Global investment in renewable power and fuels set a new record in 2010, according to a new analysis commissioned by UNEP's Division of Technology, Industry and Economics (DTIE) from Bloomberg New Energy Finance. Investment hit $211 billion last year, up 32 percent from a revised $160 billion in 2009, and nearly five and a half times the figure achieved as recently as 2004.

The document, Global Trends in Renewable Investment 2010, an Analysis of Trends and Issues in the Financing of Renewable Energy, reports that the record itself was not the only eye-catching aspect of 2010. Another was the strongest evidence yet of the shift in activity in renewable energy towards developing economies. Financial new investment, a measure that covers transactions by third-party investors, was $143 billion in 2010, but while just over $70 billion of that took place in developed countries, more than $72 billion occurred in developing countries.

. . .

A second remarkable detail about 2010 is that it was the first year that overall investment in solar came close to catching up with that in wind. For the whole of the last decade, as renewable energy investment gathered pace, wind was the most mature technology and enjoyed an apparently unassailable lead over its rival renewable energy power sources. In 2010, wind continued to dominate in terms of financial new investment, with $94.7 billion compared to $26.1 billion for solar and $11 billion for the third-placed biomass & waste-to-energy. However, these numbers do not include small-scale projects and in that realm, solar, particularly via rooftop photovoltaic installations in Europe, was completely dominant. Indeed, small-scale distributed capacity investment ballooned to $60 billion in 2010, up from $31 billion, fuelled by feed-in tariff subsidies in Germany and other European countries, the report finds. This figure, combined with solar's lead in government and corporate research and development, was almost enough to offset wind's big lead in financial new investment last year, the document concludes.

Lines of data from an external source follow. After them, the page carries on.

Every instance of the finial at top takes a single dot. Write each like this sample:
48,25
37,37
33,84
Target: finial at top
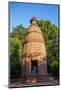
33,19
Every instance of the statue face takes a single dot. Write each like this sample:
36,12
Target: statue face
34,22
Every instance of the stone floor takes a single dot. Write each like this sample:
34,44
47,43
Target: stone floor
42,83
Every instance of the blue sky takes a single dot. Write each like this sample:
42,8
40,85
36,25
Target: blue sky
21,13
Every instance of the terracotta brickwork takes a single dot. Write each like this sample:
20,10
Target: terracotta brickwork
34,49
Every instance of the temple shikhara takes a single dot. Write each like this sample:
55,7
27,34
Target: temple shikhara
34,62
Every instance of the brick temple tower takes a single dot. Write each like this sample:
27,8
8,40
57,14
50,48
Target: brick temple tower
34,62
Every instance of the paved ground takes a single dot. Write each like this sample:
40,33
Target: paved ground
42,83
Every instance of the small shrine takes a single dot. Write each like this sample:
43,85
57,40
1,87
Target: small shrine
34,62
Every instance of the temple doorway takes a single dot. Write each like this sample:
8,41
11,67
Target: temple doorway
34,67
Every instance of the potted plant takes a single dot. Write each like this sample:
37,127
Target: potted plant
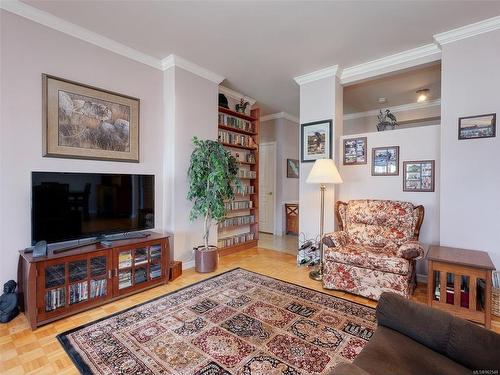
212,174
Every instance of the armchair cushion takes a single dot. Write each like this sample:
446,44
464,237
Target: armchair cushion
411,250
377,258
335,239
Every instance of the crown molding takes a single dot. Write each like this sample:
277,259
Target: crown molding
395,109
174,60
278,115
56,23
402,60
330,71
236,95
468,31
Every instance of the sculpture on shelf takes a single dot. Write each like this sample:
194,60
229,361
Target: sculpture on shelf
9,302
241,107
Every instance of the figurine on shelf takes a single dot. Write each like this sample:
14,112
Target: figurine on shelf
9,302
242,106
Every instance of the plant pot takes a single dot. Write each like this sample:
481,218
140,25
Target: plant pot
206,260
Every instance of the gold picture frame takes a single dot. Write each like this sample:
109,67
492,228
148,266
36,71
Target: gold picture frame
86,122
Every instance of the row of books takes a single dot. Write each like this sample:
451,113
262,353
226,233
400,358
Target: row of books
237,239
245,173
236,139
54,299
238,205
78,292
98,288
244,190
235,122
238,220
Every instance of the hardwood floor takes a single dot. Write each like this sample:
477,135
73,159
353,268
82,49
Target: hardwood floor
23,351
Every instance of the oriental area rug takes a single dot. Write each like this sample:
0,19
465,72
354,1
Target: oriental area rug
239,322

Furthermore, no energy technology has gained more from falling costs than solar over the last three years. The price of PV modules per MW has fallen by 60 percent since the summer of 2008, according to Bloomberg New Energy Finance estimates, putting solar power for the first time on a competitive footing with the retail price of electricity in a number of sunny countries. Wind turbine prices have also fallen - by 18 percent per MW in the last two years - reflecting, as with solar, fierce competition in the supply chain. Further improvements in the levelised cost of energy for solar, wind and other technologies lie ahead, posing a growing threat to the dominance of fossil fuel generation sources in the next few years.